Меня прорвало, когда он забыл поздравить меня с днем рождения. Еще бы чуть-чуть, я и это ему простила бы. Но он позвонил позже и не в самое лучшее время - у меня тогда случилась беда. Ни слова не говоря о свалившемся на меня несчастье - мне ведь не велено было жаловаться, - я разговаривала с ним холодно, без обычной радости. А в довершение всего - конечно, мне тогда было очень обидно и больно - язвительно произнесла чужую, но, как мне казалось в тот момент, нужную фразу. О том, что сердце любящей женщины - храм, где подчас царит глиняный идол.

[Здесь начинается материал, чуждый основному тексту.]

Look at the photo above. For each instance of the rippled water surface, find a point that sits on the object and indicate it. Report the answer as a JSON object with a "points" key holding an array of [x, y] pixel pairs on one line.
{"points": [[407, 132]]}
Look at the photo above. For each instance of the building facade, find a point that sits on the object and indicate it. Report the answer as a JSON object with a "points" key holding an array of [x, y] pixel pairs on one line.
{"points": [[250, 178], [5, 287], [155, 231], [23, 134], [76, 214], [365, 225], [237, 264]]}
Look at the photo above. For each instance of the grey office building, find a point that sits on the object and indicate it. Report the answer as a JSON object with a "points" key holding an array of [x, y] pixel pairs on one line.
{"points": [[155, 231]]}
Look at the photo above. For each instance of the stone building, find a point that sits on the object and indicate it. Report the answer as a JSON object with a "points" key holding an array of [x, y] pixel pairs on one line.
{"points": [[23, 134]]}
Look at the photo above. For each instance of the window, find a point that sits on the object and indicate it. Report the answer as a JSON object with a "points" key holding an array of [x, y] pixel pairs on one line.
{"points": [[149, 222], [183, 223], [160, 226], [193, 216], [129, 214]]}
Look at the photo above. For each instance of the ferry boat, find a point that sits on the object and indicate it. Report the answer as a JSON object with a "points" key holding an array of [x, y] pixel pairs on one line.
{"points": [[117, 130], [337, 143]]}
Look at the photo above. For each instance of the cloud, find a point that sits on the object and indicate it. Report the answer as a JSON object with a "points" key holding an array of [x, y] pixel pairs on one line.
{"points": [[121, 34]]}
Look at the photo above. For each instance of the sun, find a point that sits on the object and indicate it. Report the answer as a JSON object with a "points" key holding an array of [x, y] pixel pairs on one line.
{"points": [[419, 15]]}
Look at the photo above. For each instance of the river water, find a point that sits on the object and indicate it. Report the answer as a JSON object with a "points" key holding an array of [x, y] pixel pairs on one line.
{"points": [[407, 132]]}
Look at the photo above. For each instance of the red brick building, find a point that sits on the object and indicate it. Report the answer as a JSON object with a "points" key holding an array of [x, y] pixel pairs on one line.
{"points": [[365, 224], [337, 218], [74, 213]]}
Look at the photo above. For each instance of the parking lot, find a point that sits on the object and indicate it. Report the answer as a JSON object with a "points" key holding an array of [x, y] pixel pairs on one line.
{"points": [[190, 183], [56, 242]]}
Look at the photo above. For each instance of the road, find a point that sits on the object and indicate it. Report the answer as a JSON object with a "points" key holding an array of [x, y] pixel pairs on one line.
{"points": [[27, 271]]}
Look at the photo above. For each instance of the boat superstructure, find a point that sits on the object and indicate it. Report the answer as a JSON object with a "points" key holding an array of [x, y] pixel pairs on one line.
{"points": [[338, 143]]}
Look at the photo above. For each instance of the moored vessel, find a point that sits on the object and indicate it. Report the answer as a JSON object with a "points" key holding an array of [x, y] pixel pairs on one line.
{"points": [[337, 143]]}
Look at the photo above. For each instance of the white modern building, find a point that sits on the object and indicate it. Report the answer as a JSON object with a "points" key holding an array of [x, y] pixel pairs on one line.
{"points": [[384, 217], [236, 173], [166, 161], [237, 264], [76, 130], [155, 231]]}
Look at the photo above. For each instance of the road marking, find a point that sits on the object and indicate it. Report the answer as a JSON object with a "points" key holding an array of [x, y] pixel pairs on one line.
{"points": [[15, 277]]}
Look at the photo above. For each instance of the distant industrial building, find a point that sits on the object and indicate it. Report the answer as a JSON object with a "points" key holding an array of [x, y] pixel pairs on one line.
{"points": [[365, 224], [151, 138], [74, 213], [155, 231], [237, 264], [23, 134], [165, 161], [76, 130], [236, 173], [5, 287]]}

Язык мой - враг мой, эта фраза оказалась для меня роковой. Остров перестал быть островом. На этот раз Михаил Петрович получил такой же упрек, только, может, более изящный, какие он пачками получает у себя дома. Поняв, что я раз и навсегда подписала себе приговор, я потом пыталась перезвонить. Но прокричав несколько раз "алло, алло", будто ошиблись номером, он положил трубку. Как я понимаю, навсегда.

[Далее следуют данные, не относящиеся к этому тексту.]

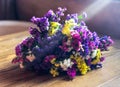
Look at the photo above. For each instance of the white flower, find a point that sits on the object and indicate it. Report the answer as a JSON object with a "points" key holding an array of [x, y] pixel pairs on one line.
{"points": [[67, 63]]}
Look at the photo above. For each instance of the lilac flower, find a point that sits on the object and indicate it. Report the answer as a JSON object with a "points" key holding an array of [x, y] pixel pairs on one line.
{"points": [[72, 16], [49, 58], [60, 11], [71, 73], [34, 32]]}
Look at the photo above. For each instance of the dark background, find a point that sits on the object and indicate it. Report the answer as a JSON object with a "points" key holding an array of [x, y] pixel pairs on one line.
{"points": [[106, 21]]}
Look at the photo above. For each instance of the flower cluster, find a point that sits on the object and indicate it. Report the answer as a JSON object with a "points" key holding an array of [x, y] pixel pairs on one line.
{"points": [[61, 46]]}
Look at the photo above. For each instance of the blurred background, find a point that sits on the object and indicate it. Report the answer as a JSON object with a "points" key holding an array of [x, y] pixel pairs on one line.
{"points": [[103, 15]]}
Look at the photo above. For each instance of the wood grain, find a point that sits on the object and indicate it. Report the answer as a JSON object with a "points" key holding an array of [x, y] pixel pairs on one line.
{"points": [[12, 76]]}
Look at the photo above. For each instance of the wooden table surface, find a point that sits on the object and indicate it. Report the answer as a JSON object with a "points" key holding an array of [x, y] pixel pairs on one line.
{"points": [[12, 76]]}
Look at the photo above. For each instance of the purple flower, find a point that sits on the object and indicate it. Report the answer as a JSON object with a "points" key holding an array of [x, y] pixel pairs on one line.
{"points": [[71, 73], [72, 16], [60, 11], [34, 32], [42, 23]]}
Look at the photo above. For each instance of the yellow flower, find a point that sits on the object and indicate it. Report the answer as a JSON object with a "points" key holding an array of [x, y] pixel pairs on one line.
{"points": [[53, 61], [97, 58], [54, 72], [56, 65], [83, 68], [54, 26], [67, 27]]}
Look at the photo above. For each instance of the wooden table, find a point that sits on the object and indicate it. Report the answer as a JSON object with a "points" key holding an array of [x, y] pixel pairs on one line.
{"points": [[12, 76]]}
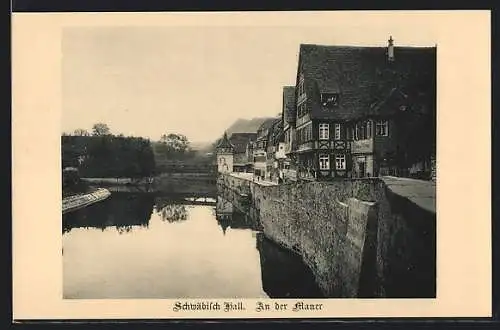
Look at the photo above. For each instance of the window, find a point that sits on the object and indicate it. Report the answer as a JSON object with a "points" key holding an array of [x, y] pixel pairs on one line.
{"points": [[329, 100], [337, 131], [301, 88], [302, 110], [382, 128], [340, 162], [369, 129], [324, 162], [323, 132]]}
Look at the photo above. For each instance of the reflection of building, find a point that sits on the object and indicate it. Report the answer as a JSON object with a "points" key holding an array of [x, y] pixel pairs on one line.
{"points": [[284, 274], [229, 216], [223, 213], [119, 210]]}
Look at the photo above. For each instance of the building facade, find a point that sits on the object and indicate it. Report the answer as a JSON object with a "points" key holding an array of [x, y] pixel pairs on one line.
{"points": [[240, 142], [225, 151], [362, 111], [259, 149]]}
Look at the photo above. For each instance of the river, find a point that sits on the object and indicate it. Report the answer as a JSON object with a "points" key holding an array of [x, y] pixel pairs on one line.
{"points": [[140, 245]]}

Я приехала к вам из больницы, отпросилась на пару часов. Завтра в десять ноль-ноль уже буду на операционном столе - мне предстоит очень серьезная операция. Как на грех, накануне приснился дурацкий сон: будто я не проснулась после наркоза. Я очень боюсь этой операции. Не умереть боюсь, а боюсь, что в случае чего не успею ему сказать, что очень его люблю. Так, как, верно, никто и никогда его не любил. У меня никого нет родных, дочь с зятем живут в другом городе, прошу вас, вот его служебный телефон. Если от меня не будет вестей, позвоните ему, пожалуйста. Он должен еще раз услышать, что он самый лучший мужчина на свете. А если увидите, передайте ему вот это. Она протянула руку и разжала кулачок, не по-взрослому маленький, как у ребенка. На ладошке лежали два ссохшихся желудя.
- Это единственная память о нем. Однажды, гуляя по лесу вместе со мной, он зачем-то подобрал их с земли и хотел было выбросить. А я как чувствовала, что других подарков не будет, попросила отдать эти желуди мне. Весь этот год я их хранила, как самое дорогое, что у меня есть...

Эпилог?

Поистине, у женщины - все сердце, даже голова.

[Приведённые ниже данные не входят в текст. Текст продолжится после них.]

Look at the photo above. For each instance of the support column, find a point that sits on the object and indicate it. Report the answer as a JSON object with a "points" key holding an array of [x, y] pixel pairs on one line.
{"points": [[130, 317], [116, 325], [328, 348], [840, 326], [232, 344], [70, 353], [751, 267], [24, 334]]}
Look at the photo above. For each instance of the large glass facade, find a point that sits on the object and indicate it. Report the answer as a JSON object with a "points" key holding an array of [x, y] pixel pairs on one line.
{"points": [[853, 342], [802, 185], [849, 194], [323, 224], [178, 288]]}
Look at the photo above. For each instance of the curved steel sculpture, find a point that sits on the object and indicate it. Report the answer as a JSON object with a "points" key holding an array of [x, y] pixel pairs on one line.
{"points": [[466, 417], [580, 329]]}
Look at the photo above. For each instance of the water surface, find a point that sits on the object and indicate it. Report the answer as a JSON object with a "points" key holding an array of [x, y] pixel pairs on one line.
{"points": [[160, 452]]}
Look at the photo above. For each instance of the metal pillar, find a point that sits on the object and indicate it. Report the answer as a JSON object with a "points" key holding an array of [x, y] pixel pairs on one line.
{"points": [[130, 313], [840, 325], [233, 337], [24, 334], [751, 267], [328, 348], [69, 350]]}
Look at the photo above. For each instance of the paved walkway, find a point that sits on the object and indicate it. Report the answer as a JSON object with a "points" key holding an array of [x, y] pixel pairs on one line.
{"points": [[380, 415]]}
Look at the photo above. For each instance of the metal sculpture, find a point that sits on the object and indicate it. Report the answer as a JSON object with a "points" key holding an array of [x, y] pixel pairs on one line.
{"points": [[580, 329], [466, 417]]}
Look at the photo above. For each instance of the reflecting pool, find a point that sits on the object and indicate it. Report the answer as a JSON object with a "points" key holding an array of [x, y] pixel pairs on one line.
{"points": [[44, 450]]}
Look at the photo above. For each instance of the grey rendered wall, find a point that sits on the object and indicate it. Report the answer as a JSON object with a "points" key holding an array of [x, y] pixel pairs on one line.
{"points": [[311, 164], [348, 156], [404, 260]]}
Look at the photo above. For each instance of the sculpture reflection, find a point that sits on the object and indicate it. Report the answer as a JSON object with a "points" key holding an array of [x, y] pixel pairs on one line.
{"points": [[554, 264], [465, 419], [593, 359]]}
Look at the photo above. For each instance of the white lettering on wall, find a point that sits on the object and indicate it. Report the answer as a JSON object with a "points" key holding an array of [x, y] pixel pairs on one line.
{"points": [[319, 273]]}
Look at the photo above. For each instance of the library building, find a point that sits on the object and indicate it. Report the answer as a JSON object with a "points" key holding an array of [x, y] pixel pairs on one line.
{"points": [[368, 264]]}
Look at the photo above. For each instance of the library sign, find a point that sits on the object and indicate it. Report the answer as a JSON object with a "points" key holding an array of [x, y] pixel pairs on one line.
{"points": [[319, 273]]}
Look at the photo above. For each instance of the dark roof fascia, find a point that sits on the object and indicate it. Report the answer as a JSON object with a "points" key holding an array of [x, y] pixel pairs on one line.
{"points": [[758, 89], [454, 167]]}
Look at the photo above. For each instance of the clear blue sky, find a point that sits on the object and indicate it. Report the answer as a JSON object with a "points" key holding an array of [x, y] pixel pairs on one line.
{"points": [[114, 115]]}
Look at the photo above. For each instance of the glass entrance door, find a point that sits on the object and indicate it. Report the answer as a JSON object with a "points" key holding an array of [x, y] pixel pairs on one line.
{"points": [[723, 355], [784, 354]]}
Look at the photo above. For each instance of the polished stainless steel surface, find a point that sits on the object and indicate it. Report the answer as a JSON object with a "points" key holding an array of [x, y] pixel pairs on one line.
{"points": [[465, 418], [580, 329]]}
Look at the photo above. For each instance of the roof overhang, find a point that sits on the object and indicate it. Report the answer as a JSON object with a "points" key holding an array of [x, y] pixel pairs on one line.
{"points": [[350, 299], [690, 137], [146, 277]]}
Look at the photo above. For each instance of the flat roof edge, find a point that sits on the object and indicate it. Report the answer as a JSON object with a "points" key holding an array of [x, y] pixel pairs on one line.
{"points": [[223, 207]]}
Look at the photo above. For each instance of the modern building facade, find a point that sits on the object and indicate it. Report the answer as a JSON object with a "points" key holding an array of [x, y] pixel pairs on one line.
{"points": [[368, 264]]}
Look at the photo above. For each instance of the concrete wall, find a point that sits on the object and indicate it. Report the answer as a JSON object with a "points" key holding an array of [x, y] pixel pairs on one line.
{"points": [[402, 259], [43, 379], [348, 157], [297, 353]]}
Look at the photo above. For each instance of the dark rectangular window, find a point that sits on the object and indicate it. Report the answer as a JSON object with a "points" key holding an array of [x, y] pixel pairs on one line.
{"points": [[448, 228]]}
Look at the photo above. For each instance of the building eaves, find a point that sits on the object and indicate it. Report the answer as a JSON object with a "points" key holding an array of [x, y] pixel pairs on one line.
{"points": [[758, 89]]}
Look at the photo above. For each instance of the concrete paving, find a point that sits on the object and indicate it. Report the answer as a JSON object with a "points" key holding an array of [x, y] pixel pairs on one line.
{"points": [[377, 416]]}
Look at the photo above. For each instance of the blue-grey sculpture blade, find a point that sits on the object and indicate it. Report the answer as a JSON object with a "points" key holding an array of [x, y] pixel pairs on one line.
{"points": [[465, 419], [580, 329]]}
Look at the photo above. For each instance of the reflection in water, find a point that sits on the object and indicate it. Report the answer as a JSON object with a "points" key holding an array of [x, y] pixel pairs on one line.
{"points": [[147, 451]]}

Бог мой, Стефан Цвейг, незабвенный автор "Письма незнакомки", должно быть, перевернулся в гробу! А я всю ночь не могла уснуть. Ведь сегодня утром яркий свет ламп в операционной ослепит мою вчерашнюю гостью и она, окунувшись во тьму, окажется на той тонкой грани между жизнью и смертью, переступить которую проще простого. И тогда свершится еще одна великая несправедливость.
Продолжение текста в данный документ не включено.